Alors qu’elle est consacrée par la Constitution de février 2006, la retenue à la source des recettes à caractère national se fait toujours attendre, compromettant ainsi le développement du pays à partir de la base. Est-ce à dire que tous les espoirs se sont déjà envolés ?

Tout a bien commencé au Bas-Congo. Lorsque le pays a mis en chantier la Constitution, en tout cas, l’enthousiasme était là. Tout le monde se disait que cette fois-ci le pays allait connaître un mouvement. Surtout du fait que, de partout, le pouvoir allait être tout près du peuple. Malheureusement, dans l’application, on a vu autre chose : le gouvernement Muzito s’est mis à «dribbler» la Constitution et il continue à le faire. Tous les actes qu’il pose, sont des actes anticonstitutionnels. Le Budget actuel est anticonstitutionnel. Le professeur Vincent de Paul Lunda-Bululu et un autre sénateur l’ont formellement dénoncé mais la Cour suprême continue à garder silence. Silence coupable ? Silence d’incapacité de dire la loi ? Que doit dire le peuple ? Si la procédure n’a pas été respectée, la Cour suprême a le pouvoir de la rejeter. Mais, on ne voit rien venir. Les juges préfèrent se taire.

Qu’est-ce qui se dégage, enfin, de votre regard sur la situation générale du pays au jour d’aujourd’hui ?

La situation n’est pas bonne. Partout, c’est le même refrain : rien ne va. De l’enthousiasme, les choses ont tourné au vinaigre. Partout, il y a des plaintes. Première plainte : non application de la décentralisation. Deuxième problème, le problème du Kivu. Ca décontenance tout le monde. Nous essayons de dire à nos compatriotes du Bas-Congo qu’il faut appuyer le président de la République. On est en train de sortir de là. Mais un autre problème a surgi. Il s’agit du problème de Vital Kamerhe, président de l’Assemblée nationale.

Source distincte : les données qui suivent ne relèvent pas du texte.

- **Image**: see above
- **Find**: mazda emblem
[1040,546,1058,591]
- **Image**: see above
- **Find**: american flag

Que savez-vous de ce dossier et quel commentaire en faites-vous à ce stade ?

Nous sommes en province. On n’a pas bien suivi les péripéties de cette affaire. Mais quand l’AMP exige la démission du président de l’Assemblée nationale, nous nous posons la question de savoir ce que demain sera fait. Est-ce que cela va bien servir le président de la République ? Ne risque-t-on pas de passer à côté de la plaque ? Je sais que, en politique, quand on crée une victime, souvent le peuple se met du côté de la victime.